Dymocks bookshop had promised to put a copy in the window. I was two hours early. I smoked some cigarettes. I smiled, just for something to do. I pushed the crescent moons of my fingernails down into the fingers. A thread from my shirt took me through from eight to eight-thirty. Then, at a few minutes to nine, a woman appeared inside the shop. I don’t know how she got in. Maybe there was a back entrance. Maybe she slept there overnight. But what was she doing in there? She was just leaning against the counter, as if she were a customer. And then, why was she messing around with the cash register? Why was that important now? When bookstores have a new book to put in a window, that should be the first priority. It’s obvious!

She got down on her knees and cut open the lid of a cardboard box with a knife. She took a handful of copies and walked toward the window. This was it! Stepping up on the little podium, she placed the copies on an empty stand. When I saw the books, my heart fell out.

This is what I saw:

The Handbook of Crime, by Terry Dean

What’s this? What’s this? I had to take a closer look. Terry Dean? Terry Dean! How the hell did this happen? I ran to the doors. They were still locked. I banged on the glass. The woman inside the shop peered at me from the other side.

“What do you want?”

“That book! The Handbook of Crime! I have to see it!”

“We don’t open for another ten minutes.”

“I need it now!” I shouted as I pounded on the door. She muttered a cruel insult under her breath. I think it was “book lover.” There was nothing I could do. She wouldn’t open the door. I ran back to the window and pressed my eyeballs against the glass. I could see the front cover. It said, in color with a star around it,

A book by fugitive Terry Dean- written on the lam!

I couldn’t work it out. Nowhere on the cover was there any mention of Harry. Shit! Harry! He’d…A steel door slammed shut inside my head. My brain wouldn’t let me think about Harry. It was too perilous.

On the nose of nine o’clock the store opened and I rushed inside, grabbed a copy of The Handbook of Crime, and flicked through it frenetically. The “about the author” section was entirely different.
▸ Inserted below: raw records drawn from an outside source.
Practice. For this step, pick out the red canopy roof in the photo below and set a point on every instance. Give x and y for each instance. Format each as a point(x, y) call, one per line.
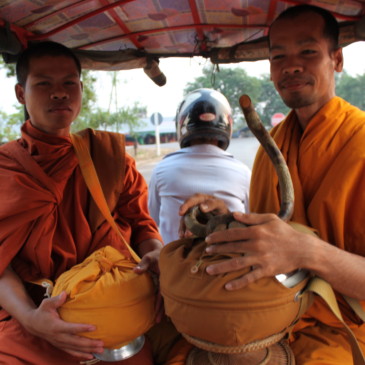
point(127, 34)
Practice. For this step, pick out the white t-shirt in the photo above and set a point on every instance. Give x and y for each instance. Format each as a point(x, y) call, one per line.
point(203, 168)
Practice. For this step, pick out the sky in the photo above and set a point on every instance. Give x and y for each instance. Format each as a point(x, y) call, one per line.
point(136, 86)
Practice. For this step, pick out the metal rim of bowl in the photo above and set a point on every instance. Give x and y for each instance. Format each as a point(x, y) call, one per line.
point(123, 353)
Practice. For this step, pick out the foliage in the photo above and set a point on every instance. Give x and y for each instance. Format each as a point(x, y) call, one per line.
point(90, 115)
point(233, 82)
point(229, 82)
point(101, 119)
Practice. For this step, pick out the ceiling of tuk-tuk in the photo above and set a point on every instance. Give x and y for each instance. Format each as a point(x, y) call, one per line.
point(126, 34)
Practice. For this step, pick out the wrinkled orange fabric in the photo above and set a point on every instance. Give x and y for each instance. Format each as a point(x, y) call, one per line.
point(45, 209)
point(327, 165)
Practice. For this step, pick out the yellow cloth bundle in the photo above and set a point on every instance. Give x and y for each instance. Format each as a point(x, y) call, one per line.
point(104, 291)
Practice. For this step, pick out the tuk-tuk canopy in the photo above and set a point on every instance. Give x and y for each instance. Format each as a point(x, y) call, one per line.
point(126, 34)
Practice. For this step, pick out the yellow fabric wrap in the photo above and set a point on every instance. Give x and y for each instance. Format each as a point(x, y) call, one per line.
point(104, 291)
point(327, 166)
point(200, 306)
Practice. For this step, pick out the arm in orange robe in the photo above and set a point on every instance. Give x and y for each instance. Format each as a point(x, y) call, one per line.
point(46, 211)
point(327, 165)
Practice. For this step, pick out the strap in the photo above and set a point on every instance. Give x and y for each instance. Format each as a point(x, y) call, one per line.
point(356, 307)
point(325, 291)
point(92, 181)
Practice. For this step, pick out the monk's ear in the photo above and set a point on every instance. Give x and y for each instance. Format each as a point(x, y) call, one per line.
point(338, 60)
point(19, 92)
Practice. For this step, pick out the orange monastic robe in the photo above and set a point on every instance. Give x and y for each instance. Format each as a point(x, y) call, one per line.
point(327, 165)
point(49, 223)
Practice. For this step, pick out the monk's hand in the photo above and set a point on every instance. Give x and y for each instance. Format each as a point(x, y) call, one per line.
point(207, 204)
point(46, 323)
point(267, 246)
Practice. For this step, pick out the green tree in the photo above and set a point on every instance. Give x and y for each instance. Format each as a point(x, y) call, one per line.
point(90, 115)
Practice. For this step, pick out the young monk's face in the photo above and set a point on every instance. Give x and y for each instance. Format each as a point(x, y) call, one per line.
point(52, 93)
point(302, 63)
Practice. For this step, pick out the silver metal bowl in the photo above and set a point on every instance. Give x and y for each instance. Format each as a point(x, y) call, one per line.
point(123, 353)
point(293, 278)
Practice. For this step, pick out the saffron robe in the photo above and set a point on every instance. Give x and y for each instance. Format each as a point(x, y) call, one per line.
point(327, 165)
point(49, 223)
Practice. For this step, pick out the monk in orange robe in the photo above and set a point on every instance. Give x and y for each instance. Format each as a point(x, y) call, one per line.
point(48, 221)
point(322, 141)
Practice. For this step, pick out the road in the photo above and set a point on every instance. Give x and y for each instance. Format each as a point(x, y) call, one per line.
point(244, 149)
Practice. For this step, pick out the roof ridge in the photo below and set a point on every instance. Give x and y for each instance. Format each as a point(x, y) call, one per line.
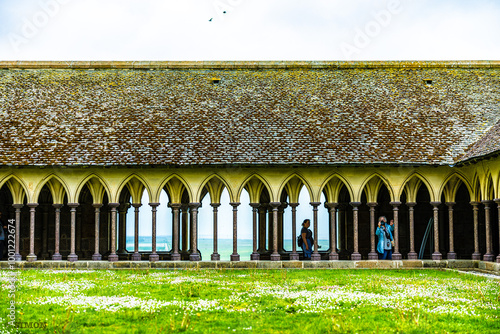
point(246, 64)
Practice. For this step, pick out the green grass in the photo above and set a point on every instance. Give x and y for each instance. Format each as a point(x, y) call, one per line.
point(258, 301)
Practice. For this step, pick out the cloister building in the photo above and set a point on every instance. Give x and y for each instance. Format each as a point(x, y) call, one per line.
point(82, 141)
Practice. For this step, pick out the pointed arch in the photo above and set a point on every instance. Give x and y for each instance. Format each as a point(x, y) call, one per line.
point(57, 188)
point(296, 188)
point(94, 180)
point(215, 190)
point(332, 187)
point(247, 179)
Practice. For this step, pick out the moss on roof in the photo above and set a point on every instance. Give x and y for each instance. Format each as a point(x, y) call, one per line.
point(294, 115)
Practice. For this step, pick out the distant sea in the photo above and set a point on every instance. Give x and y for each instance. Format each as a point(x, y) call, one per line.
point(225, 246)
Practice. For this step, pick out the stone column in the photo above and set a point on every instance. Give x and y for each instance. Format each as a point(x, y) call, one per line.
point(395, 209)
point(497, 200)
point(175, 255)
point(489, 255)
point(262, 228)
point(136, 256)
point(153, 257)
point(255, 256)
point(97, 213)
point(72, 257)
point(113, 256)
point(17, 255)
point(412, 255)
point(57, 255)
point(356, 256)
point(373, 252)
point(275, 256)
point(294, 256)
point(315, 256)
point(436, 255)
point(235, 256)
point(475, 208)
point(332, 209)
point(194, 256)
point(32, 257)
point(451, 254)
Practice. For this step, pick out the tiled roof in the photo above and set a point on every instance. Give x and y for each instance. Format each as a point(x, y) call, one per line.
point(153, 113)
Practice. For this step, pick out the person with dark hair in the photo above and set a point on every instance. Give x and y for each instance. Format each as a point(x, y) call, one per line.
point(307, 239)
point(384, 234)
It was Terry’s life story, and the dedication said simply, “To Martin, my brother and editor.”

Stanley had double-crossed us! But how? I’d never mentioned that I was Terry’s brother! I pushed some money at the clerk and ran out of the store without waiting for change. I ran all the way to Stanley ’s office. When I burst through the front door, he was standing at his desk, talking on the phone, saying, “No, he can’t give an interview. He just can’t. He’s a fugitive, that’s why.”

He hung up and beamed at me triumphantly. “The phone’s been ringing off the hook! There’s a shit storm! It’s better than I ever anticipated!”